The second story has to do with us. A bus filled with soldiers arrived at the Dimona nuclear reactor for a security drill. The soldiers handed over their certificates, and it was then revealed that the three Druze troops among them were barred from entering the facility. They were only allowed to go in half an hour later.
The clear differences to an Israeli eye are as follows: There it was a flight, here – a bus. There it took place in Philadelphia, here – at the nuclear reactor in Dimona. There it "only" had to do with safety instructions, and here it had to do with the holy of holiest – security orders. And of course, there a dog was removed, and here – minorities.
These answers are correct, but they conceal the truth. The real answer is that there the passengers left the plane and the flight was canceled, and here several soldiers suggested "staying in the bus," but the drill was held as planned, without the Druze soldiers.
Troubled by anyone who isn't Jewish
This is a grim story because it's not exceptional. The discrimination and humiliation suffered by non-Jews takes place frequently under the guise of security reasons. As the Nuclear Research Center said, "Everyone entering the Nuclear Research Center undergoes a security check at the gate, and this is what happened in this case too." That is what they say at Ben-Gurion Airport as well in response to the repeated cases of humiliation.
That is also the excuse which the law preventing Palestinian family reunions in Israel was based on. The court accepted the claim that the partners arriving from the territories would be more inclined to support terror, although that security argument was not too strong. According to data which appeared in one of the verdicts, 130,000 Palestinians received a permit to stay in Israel from 1994 to 2006, and only few of them were suspected of security offenses.
Judge Procaccia, in a minority opinion, did not hesitate comparing the result to the infamous verdict in the Korematsu v. United States case, which approved putting Japanese Americans in internment camps during World War II based on a general suspicion of treason due to their descent. Meanwhile, time has passed and the Americans regret this verdict. Here people say that it's better to be safe than sorry. That's a good piece of advice, but when it's translated into a "rule of thumb" identifying dangerousness with Arabs, it turns into a racist instruction.
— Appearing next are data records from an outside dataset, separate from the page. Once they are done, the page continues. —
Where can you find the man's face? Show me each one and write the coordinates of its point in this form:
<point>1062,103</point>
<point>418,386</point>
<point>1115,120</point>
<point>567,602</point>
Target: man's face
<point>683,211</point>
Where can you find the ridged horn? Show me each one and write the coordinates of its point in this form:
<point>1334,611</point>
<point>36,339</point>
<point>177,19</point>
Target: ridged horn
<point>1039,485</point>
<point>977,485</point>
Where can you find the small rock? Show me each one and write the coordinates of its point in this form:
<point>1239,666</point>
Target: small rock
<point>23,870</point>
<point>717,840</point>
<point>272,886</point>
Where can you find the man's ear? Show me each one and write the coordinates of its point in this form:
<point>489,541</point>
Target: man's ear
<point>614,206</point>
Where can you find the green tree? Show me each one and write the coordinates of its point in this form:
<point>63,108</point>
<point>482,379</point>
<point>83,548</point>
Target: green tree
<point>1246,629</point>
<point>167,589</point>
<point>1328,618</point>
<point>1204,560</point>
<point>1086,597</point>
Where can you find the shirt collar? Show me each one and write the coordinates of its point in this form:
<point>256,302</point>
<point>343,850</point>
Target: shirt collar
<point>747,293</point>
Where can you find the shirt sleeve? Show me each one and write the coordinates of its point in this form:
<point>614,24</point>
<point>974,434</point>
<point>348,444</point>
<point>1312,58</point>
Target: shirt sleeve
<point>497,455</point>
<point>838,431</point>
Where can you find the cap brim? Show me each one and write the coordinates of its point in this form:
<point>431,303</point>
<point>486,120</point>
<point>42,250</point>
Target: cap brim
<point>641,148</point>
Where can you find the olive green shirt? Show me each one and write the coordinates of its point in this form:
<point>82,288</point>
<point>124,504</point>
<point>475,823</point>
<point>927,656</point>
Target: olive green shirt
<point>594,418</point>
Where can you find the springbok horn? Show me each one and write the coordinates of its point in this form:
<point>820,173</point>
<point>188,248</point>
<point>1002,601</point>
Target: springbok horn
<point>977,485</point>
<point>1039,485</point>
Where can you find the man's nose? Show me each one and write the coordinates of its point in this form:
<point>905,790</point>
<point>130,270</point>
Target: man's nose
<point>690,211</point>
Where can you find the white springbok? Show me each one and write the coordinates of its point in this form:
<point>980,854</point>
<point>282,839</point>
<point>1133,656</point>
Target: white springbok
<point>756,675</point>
This security-related axiom is an admission ticket to the land of apartheid, where suspecting, checking and separating minorities seem like a normal and normative thing to us if they are covered with the "security" reasons.
We are troubled by anyone who is not Jewish: Arabs, migrants and even Druze who serve in the army. That is why we agree to join the shortened line reserved exclusively for Jews and turn a blind eye to the obstacle course reserved for others. We don't leave the plane together with the dog. We take care of ourselves so much that we lose our humanity.